Copy-proof security paper according to claim 11, characterised in that the reflection spectral responses of the colours making up said pair drop back to said minima of about 5% and 8%, respectively, at wavelengths below said about 400 nm.
Copy-proof security paper according to any one of claims 1 to 8, characterised in that the coloured pattern is created by two pairs of colours repeating across the face of the paper, the first pair consisting of two colours having respective reflection spectral responses as defined in claim 9 and said second pair consisting of two colours having respective reflection spectral responses as defined in claim 11.
Copy-proof security paper according to claim 13, characterised in that said first pair of colours consists of two colours having respective reflection spectral responses as defined in claim 10, and said second pair consists of two colours having respective reflection spectral responses as defined in claim 12.
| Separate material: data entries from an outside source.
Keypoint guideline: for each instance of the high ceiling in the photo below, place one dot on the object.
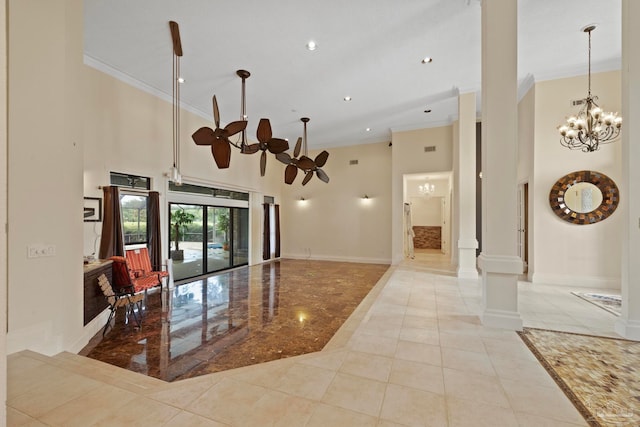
(370, 50)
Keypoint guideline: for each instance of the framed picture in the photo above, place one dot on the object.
(92, 209)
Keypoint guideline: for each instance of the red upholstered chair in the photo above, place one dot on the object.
(125, 279)
(140, 264)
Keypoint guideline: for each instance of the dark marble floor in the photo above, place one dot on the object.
(246, 316)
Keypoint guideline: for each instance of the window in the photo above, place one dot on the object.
(134, 218)
(133, 205)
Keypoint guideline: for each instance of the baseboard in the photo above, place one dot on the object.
(93, 327)
(577, 281)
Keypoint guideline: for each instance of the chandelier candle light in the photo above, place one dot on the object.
(426, 189)
(591, 126)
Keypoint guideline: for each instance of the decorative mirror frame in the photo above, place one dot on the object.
(610, 197)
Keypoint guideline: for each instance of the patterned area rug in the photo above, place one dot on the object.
(601, 376)
(611, 303)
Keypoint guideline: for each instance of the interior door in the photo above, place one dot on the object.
(523, 190)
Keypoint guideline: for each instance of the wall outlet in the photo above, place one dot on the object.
(38, 250)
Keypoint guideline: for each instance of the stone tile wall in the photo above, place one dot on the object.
(427, 237)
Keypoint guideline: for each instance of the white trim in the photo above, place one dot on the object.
(131, 81)
(593, 282)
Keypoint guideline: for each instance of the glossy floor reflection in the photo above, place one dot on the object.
(247, 316)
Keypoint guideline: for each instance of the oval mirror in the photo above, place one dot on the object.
(584, 197)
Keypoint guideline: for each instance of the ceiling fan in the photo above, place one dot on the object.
(220, 141)
(303, 163)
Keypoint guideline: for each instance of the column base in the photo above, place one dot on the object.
(630, 329)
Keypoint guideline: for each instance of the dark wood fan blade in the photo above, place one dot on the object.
(175, 38)
(250, 149)
(322, 175)
(290, 173)
(321, 159)
(263, 163)
(296, 151)
(284, 158)
(235, 127)
(277, 145)
(264, 130)
(203, 136)
(216, 112)
(306, 163)
(221, 151)
(307, 177)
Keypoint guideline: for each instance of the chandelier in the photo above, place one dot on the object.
(426, 189)
(591, 126)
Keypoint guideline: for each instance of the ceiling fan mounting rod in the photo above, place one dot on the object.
(244, 75)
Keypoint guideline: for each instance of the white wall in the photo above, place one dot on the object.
(46, 146)
(526, 161)
(70, 125)
(3, 210)
(335, 222)
(409, 157)
(581, 255)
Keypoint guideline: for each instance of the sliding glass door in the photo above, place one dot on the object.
(210, 238)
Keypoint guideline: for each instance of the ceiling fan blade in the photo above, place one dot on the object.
(306, 163)
(296, 151)
(290, 173)
(250, 149)
(216, 112)
(221, 151)
(263, 163)
(175, 38)
(264, 130)
(203, 136)
(322, 175)
(284, 158)
(235, 127)
(321, 158)
(307, 177)
(277, 145)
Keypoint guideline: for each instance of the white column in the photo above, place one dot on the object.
(466, 185)
(628, 324)
(499, 261)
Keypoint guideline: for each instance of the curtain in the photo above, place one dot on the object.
(266, 240)
(155, 247)
(276, 213)
(112, 238)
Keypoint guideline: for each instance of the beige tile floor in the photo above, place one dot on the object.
(413, 354)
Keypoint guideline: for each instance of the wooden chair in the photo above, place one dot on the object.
(131, 302)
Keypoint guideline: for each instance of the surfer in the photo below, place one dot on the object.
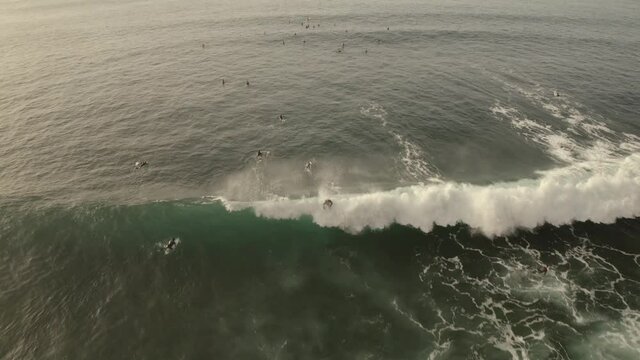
(141, 164)
(171, 244)
(327, 204)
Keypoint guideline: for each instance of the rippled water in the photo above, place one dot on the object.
(476, 214)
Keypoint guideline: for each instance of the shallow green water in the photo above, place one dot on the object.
(476, 215)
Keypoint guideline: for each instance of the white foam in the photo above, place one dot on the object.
(412, 156)
(599, 193)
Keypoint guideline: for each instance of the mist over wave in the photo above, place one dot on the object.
(599, 180)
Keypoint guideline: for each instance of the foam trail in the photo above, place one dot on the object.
(599, 193)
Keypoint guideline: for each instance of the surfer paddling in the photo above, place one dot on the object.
(327, 204)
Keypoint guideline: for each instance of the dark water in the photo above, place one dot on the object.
(476, 214)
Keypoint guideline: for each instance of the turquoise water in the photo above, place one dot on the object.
(476, 215)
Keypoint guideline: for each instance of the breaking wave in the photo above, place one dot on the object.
(599, 180)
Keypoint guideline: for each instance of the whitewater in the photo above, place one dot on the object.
(598, 180)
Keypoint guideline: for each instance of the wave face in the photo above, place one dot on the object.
(248, 287)
(596, 178)
(558, 197)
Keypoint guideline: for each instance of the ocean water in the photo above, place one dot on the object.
(475, 214)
Copy-proof security paper according to any one of claims 1 to 14, characterised in that the coloured pattern includes an additional colour of relatively high reflectivity as compared with that of said pair of colours, or said pairs of colours, if more than one pair, that additional colour appearing in said pattern at a repeat frequency of from 0.5 to 50 times per cm.
Copy-proof security paper according to claim 15, characterised in that said additional colour has a substantially constant reflection spectral response of about 90% over a wavelength range of from about 400 to 700 nm.